The mother of all breads...



My favorite food writer, Mark Bittman, has done it again. His recipe for No-Knead bread is so amazing and out of this world that I made it three times in four days. It tastes like bread you'd buy from an expensive bakery-- a perfectly crisped crust, a center with large, satisfying air pockets. I haven't tried it yet with wheat flour, or with little pieces of black olives (another idea I had), but I bet it would be terrific. I've made it both with the eighteen hour version and with only letting it rise for six hours (but using a whole teaspoon of yeast)-- both were excellent...

No-Knead Bread

Here is the recipe for no-knead bread. (Can somebody forward this to Andrew? I don't have his email.) Tastes best if you make the dough the night before and cook it the next afternoon or evening, but it will do well with slightly more yeast (a teaspoon) and about six hours of rising time... Don't be alarmed by how sticky it is. Crucial steps include placing the Dutch oven in the oven to heat, also covering bread for first 30 minutes of cooking time (steam=good crust). No need to grease the Dutch oven; the bread won't stick to it.

No-Knead Bread

3 cups flour
1/4 tsp. instant yeast
1 1/4 tsp. salt

Cornmeal or wheat bran as needed

In a large bowl, combine flour, yeast, and salt. Add 1 5/8 cups water, stir until blended. Will be sticky. Cover bowl with plastic wrap. Let dough rest at least 12 hours, preferably 18, at warm room temperature, about 70 degrees.

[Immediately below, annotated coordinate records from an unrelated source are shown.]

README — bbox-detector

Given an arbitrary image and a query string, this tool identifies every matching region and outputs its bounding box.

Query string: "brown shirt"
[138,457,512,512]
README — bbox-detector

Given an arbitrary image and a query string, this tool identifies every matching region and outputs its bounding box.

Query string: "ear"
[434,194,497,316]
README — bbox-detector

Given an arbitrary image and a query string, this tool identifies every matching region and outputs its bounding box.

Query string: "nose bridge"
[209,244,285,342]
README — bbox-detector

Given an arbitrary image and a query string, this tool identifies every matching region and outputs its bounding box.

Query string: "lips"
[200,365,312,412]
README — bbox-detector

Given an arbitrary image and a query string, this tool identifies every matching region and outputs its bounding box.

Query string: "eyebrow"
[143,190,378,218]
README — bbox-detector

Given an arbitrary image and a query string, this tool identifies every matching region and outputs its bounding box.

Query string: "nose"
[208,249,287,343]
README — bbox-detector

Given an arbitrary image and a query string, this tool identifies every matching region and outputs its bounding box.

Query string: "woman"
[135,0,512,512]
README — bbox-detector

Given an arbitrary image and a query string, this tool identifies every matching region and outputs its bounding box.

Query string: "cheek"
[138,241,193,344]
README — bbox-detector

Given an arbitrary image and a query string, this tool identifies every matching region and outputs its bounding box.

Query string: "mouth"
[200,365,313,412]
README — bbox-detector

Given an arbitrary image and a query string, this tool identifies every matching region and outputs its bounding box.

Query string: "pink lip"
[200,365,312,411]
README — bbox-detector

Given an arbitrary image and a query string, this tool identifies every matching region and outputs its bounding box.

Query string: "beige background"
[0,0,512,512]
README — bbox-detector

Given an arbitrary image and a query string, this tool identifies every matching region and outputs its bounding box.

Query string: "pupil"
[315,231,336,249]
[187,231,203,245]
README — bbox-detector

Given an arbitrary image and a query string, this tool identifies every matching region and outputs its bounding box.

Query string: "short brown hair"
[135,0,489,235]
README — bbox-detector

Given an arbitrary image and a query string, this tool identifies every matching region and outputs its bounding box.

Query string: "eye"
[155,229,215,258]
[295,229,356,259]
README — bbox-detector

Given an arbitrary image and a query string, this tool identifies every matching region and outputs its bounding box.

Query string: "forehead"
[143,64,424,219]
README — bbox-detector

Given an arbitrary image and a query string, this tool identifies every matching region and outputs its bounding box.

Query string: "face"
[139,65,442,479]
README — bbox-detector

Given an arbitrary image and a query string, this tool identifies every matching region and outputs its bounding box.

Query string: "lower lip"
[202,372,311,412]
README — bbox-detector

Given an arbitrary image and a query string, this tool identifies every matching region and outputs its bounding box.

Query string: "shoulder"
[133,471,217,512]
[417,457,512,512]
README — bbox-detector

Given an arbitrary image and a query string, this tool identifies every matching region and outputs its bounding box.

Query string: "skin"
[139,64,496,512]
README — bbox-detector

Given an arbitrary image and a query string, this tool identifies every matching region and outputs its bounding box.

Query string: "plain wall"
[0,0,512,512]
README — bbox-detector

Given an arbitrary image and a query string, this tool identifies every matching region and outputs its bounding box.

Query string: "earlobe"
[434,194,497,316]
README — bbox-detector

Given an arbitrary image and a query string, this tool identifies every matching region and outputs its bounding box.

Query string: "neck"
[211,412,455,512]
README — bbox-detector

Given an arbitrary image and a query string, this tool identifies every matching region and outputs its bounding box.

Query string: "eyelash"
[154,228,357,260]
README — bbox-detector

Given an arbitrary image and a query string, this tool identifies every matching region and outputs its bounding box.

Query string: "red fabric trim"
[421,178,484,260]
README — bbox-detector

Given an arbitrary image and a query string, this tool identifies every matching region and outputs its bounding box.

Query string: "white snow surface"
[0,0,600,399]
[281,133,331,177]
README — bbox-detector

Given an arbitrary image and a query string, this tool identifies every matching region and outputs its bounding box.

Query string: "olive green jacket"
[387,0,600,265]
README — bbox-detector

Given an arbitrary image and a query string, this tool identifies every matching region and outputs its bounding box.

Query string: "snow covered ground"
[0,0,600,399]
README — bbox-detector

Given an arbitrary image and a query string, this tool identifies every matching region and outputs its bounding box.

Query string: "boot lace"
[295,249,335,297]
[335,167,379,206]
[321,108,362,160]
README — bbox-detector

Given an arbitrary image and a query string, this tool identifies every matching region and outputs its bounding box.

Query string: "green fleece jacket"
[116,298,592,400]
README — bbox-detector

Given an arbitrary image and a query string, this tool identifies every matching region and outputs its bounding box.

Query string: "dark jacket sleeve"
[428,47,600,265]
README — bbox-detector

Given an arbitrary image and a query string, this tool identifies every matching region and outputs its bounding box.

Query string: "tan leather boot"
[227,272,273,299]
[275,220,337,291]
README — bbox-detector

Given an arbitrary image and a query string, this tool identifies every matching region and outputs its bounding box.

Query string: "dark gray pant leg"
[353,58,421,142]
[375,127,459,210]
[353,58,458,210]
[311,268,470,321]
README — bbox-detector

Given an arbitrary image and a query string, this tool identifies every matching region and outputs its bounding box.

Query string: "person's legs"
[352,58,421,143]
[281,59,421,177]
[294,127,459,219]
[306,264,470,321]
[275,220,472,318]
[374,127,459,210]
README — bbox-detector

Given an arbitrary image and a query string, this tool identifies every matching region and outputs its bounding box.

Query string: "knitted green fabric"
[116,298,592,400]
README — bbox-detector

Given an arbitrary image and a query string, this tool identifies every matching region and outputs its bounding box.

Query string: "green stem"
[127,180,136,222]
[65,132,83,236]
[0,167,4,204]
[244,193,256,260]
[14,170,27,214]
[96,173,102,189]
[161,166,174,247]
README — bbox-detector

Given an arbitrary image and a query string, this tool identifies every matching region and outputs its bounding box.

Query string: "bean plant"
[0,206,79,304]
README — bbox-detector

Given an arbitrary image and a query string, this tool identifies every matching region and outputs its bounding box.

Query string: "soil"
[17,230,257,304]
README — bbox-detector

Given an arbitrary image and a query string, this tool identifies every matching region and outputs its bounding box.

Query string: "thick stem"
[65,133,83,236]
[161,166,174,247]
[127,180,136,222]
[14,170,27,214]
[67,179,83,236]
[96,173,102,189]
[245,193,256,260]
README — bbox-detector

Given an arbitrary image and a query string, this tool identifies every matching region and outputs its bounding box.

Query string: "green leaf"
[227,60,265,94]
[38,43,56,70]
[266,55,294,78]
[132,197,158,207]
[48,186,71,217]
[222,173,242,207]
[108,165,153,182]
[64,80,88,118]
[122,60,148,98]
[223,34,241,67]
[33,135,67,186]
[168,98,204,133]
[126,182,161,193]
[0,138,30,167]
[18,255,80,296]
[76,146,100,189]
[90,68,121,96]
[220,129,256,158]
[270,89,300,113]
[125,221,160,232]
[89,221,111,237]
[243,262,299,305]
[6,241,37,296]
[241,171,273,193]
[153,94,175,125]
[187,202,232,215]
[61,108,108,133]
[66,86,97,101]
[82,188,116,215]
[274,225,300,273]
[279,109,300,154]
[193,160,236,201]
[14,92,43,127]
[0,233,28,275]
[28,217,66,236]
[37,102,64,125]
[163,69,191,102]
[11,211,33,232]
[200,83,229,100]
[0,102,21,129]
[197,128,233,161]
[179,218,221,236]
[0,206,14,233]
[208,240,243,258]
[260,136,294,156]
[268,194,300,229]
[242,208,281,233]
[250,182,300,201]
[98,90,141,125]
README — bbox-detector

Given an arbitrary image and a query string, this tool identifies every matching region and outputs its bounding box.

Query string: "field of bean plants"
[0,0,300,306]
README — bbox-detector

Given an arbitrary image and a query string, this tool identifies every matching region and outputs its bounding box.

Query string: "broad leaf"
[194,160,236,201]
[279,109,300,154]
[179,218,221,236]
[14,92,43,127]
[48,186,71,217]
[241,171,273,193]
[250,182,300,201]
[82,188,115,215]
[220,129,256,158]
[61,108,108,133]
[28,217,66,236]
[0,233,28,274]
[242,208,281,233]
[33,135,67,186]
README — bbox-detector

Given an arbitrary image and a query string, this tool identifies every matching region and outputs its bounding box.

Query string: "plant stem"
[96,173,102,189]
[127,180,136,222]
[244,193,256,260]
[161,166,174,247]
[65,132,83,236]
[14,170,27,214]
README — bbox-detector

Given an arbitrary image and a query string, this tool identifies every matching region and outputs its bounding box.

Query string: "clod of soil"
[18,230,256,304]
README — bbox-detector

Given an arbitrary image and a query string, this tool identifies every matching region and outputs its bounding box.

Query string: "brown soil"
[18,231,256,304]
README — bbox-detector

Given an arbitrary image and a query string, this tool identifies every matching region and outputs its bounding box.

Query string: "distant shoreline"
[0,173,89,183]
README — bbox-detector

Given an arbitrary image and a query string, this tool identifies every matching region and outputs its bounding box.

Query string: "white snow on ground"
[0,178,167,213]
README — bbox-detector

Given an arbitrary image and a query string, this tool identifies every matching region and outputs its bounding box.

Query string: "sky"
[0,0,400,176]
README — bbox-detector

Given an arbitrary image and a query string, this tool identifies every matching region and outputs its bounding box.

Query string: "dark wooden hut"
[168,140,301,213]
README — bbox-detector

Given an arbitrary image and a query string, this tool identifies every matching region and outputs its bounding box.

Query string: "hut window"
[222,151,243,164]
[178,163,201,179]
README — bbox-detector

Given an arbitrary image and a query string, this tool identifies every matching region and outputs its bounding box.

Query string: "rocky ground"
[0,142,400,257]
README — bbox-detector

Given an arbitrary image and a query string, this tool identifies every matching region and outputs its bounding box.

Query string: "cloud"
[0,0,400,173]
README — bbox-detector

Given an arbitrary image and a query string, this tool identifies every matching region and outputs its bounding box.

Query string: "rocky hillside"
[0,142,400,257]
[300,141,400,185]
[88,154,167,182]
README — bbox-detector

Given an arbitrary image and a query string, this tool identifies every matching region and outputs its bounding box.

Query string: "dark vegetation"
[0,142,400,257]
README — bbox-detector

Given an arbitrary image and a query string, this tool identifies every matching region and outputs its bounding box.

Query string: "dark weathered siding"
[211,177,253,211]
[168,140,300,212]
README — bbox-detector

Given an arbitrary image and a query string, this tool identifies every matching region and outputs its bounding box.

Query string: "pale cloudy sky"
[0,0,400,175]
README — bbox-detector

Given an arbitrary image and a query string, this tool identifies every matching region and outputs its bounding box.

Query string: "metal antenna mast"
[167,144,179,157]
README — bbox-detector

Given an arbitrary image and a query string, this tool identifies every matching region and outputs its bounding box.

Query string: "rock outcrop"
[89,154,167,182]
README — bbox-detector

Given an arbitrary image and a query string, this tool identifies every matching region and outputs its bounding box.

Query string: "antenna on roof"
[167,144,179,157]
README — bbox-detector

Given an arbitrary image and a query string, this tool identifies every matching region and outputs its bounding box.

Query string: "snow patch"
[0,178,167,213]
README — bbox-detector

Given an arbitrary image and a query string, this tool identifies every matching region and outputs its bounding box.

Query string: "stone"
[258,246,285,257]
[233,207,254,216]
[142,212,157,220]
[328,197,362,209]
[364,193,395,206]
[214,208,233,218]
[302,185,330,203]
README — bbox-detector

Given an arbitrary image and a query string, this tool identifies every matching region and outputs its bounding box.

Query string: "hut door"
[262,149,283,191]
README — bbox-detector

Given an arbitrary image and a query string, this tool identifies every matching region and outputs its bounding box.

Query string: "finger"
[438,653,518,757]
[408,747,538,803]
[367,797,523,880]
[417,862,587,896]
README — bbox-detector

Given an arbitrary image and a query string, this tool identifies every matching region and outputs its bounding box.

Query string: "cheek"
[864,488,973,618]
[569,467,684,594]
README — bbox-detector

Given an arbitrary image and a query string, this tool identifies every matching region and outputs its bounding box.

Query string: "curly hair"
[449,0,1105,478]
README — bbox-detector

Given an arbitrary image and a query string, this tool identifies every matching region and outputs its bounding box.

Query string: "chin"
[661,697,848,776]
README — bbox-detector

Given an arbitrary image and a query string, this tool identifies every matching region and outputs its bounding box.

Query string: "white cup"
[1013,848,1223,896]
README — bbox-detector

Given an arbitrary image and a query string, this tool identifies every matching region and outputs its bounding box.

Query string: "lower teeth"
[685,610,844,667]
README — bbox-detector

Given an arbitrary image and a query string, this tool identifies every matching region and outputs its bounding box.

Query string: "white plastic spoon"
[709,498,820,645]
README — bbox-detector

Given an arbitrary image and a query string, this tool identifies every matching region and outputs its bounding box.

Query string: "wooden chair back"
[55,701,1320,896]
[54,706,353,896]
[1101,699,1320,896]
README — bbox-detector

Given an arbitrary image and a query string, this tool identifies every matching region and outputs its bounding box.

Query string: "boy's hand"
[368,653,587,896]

Dough is ready when surface is dotted with bubbles. Flour a work surface and place dough on it; sprinkle flour over and fold it over on itself once or twice. (It will be very sticky). Cover loosely with plastic wrap and let rest 15 minutes.

Coat a cotton towel (not a terry cloth one) with cornmeal or wheat bran. Scoop dough into ball and place on towel, sprinkle with more cornmeal or wheat bran. Let rise another 2 hours.

At least half hour before dough is ready, heat oven to 450 and place a Dutch oven or other heavy covered pot (cast iron, enaml, Pyrex, or ceramic) in oven as it heats. After 30 minutes, slide your hand under towel and pick up dough, turning over into pot. Shake pan once or twice to evenly distribute dough. Cover with lid and bake 30 minutes. Remove lid, bake another 15-30 minutes (15 works for me) until browned. Cool on rack.

2 comments:

David said...

Hi Rachel. Long time.
Get on over to the CFAM and see that new exhibit. It's awesome.

Deborah Dowd said...

I have seen posts all over the blogoshpere about this bread and I just need (knead?) to try it!